Knesset approves bill banning convicted terrorists from running for office

The Israeli parliament approved a bill banning anyone convicted of terror from running for the Knesset for a period of 14 years.

By: World Israel News Staff

The Knesset approved a bill that bans any person convicted of terrorism or a severe security offense, or who was sentenced to at least seven years in prison, from running for the Knesset for a period of 14 years, beginning on the day he or she is released from prison.

Two thirds of the Knesset, 86 Members of Knesset (MK), voted in favor of the bill late Monday night, while only 10 voted against it.

The bill’s explanatory passage states that its purpose is to “symbolize what is wrong with acts of terror, and thus influence the social convictions of the public and its education.
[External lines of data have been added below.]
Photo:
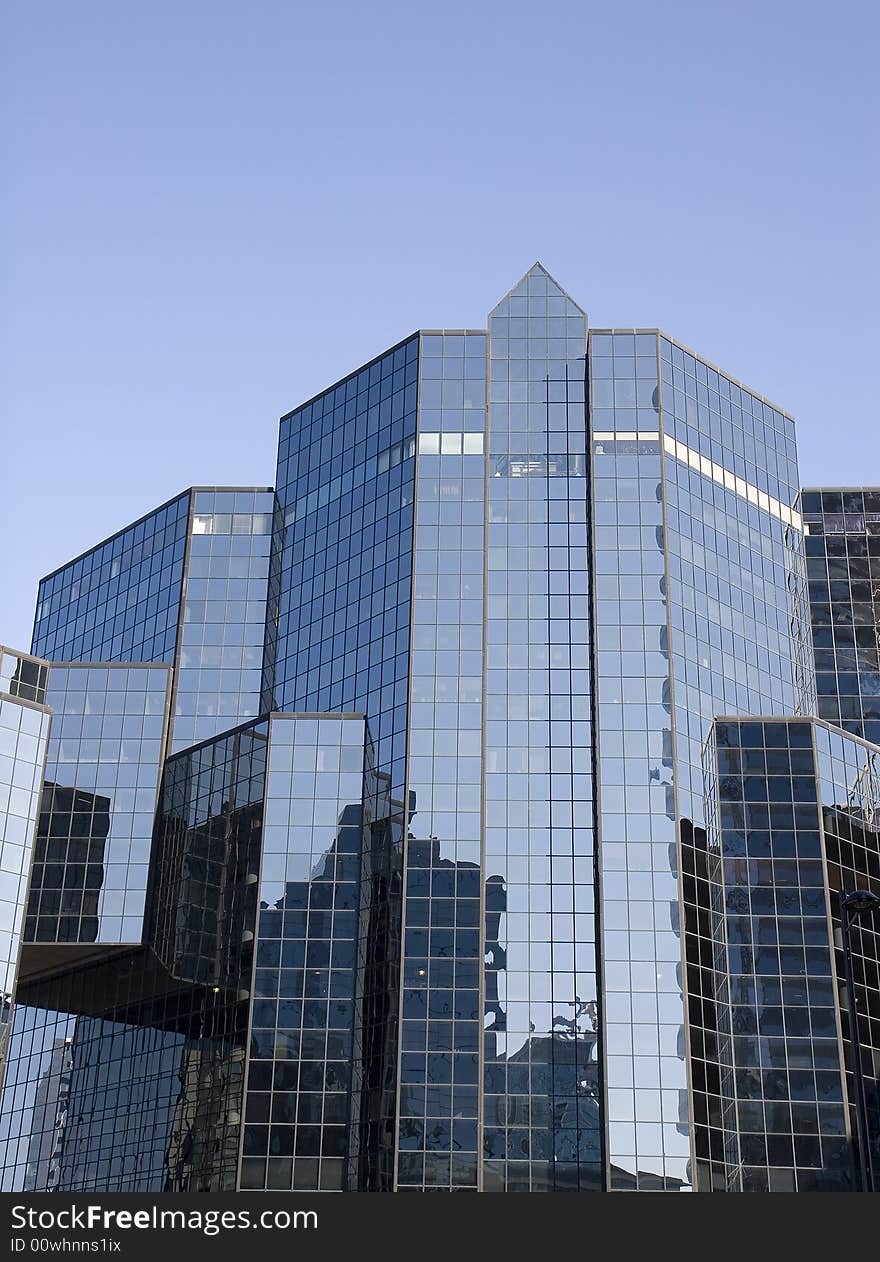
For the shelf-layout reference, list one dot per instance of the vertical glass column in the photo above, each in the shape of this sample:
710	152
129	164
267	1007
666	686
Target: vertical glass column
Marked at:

In this framework, a central role is reserved for the public denunciation of an individual who operates against the state and its citizens.”

MK Anat Berko, the bill’s author, stated she does “not think the Knesset is a place where people who were convicted of terror offenses should serve.”

“It may sound imaginary, but it also sounds imaginary that an MK would spy for Hezbollah or smuggle cell phones to imprisoned terrorists, but these are things that happened,” she said, referring to former MK Basel Ghattas, an Israeli-Arab lawmaker of the Arab Joint List, who began serving a two-year prison term in July after pleading guilty to charges that he had used his parliamentary immunity to help imprisoned Palestinians continue terror activities.

Ghattas was convicted in March of giving cellphones to jailed senior terrorists belonging to Hamas and Fatah and taking written messages to them.

She also appeared to be referring to former Israeli-Arab MK Azmi Bishara, who fled Israel in 2007 while under investigation for passing information to the Hezbollah terror organization, which Israel fought during the Second Lebanon War in 2006. He currently resides in Qatar.

However, MK Dov Khenin, the only Jewish member of the Joint Arab List, alleged that the bill is another “in a series of bills aimed at changing the governing system. This time the goal is to restrict the ability to elect to the Knesset. This law is pointless and there is no need for it.”